Electron Dynamics of Diode Regions describes the model construction and analysis of motion of charged particles of diode regions in time-varying fields. The models analyzed are simplified versions of parts of practical devices, primarily active microwave devices, tubes, and semiconductor amplifiers, while the most striking results obtained are due to electron inertia and space-charge effects in terms of laboratory observable.

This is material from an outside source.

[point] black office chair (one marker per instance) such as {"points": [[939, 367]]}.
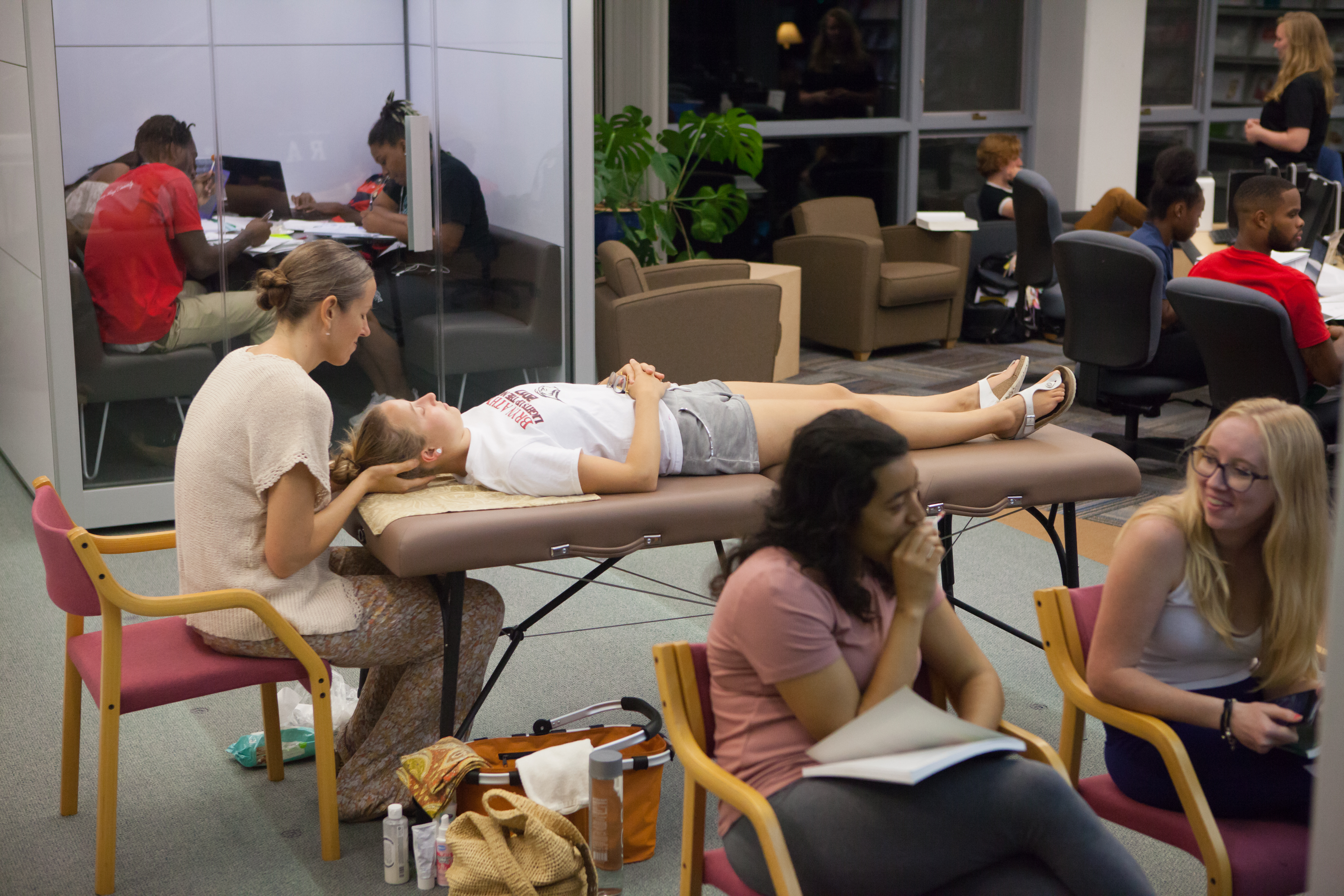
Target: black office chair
{"points": [[1038, 226], [522, 328], [1113, 297], [103, 375], [1248, 346]]}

This book is composed of seven chapters, and begins with an introduction to the general concepts of time dependent flow, including induced current, the techniques of linearization, calculating variational transit time, and obtaining equivalent circuits. The following chapters present the classical linear analysis, which includes the space-charge effects, with several applications. These chapters also explore the existence of a maximum stable current in a space-charge limited diode. The discussion then shifts to the basics of high velocity, klystron, gap with nonuniform field distributions, and the application of the multicavity klystron. This text further covers the analysis and examples of crossed-field gaps. The final chapters deal with the fundamentals of velocity and current distributions obtained from common electron emitters, with some attempt to show how the multivelocity streams evolve into single-velocity equivalents needed for the methods of earlier chapters. Results of applying the Lagrangian starting analysis to semiconductor diode regions, necessarily from a new equation of motion, are also provided.
This book is intended for graduate courses, seminars, and research studies.